While you should only permit secure access to the server, many environments might still allow access to unencrypted communication. Unencrypted communication is potentially dangerous for any kind of client because it could be observed and altered by a malicious third party, but it's especially dangerous for administrative accounts. Even if the server is configured to allow some clients to issue insecure requests, you should ensure that administrative accounts always use secure communication.

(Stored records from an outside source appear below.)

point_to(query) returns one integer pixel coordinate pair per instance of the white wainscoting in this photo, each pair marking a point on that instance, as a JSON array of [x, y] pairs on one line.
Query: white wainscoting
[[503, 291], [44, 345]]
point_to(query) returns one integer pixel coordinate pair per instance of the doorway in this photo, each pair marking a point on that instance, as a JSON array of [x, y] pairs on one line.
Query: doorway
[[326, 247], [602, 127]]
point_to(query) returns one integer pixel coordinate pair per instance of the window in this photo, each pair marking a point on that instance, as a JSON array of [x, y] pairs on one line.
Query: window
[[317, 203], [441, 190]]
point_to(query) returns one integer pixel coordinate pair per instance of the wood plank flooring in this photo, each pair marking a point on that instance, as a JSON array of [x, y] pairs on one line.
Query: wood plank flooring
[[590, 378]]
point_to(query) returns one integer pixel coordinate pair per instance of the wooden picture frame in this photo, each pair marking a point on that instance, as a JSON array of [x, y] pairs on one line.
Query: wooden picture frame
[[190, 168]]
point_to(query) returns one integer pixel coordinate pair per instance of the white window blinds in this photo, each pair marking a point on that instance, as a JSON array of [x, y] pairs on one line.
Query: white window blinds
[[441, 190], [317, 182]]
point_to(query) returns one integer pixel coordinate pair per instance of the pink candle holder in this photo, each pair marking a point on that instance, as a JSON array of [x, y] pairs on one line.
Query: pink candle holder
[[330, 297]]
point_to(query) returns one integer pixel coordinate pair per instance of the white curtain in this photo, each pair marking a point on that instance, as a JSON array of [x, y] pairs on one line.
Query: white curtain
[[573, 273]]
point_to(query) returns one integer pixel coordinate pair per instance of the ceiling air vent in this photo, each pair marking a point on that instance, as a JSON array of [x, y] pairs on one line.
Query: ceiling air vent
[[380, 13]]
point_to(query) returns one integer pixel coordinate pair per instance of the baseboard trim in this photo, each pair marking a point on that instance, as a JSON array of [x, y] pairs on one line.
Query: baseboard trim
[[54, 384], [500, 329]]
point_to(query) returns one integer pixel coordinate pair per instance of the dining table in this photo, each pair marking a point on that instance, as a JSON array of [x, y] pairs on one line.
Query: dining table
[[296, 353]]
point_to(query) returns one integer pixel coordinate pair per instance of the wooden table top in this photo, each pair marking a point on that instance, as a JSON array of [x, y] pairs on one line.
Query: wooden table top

The best way to require that a user only be permitted to communicate with the server over a secure connection is to include the ds-auth-require-secure-connection operational attribute in that user’s entry with a value of true. Although the password policy configuration includes require-secure-authentication, and require-secure-password changes properties, those properties can only guarantee the safety of authentication credentials. They don't guarantee secure communication for other operations processed by that user. This is because it's possible to authenticate in a manner that the server considers secure, without exposing credentials to an observer, without using a secure connection such as using a SASL mechanism like GSSAPI.

Note:

CRAM-MD5 and DIGEST-MD5 also currently fall into this category, but for this purpose they are no longer considered secure.

Although it's possible to enable this by default for root users and topology administrators, you shouldn't do so at the risk of affecting backward compatibility with existing deployments that expect to be able to use insecure communication for these accounts. If the server is configured to only accept secure connections, or to reject insecure requests, then this setting is not as necessary.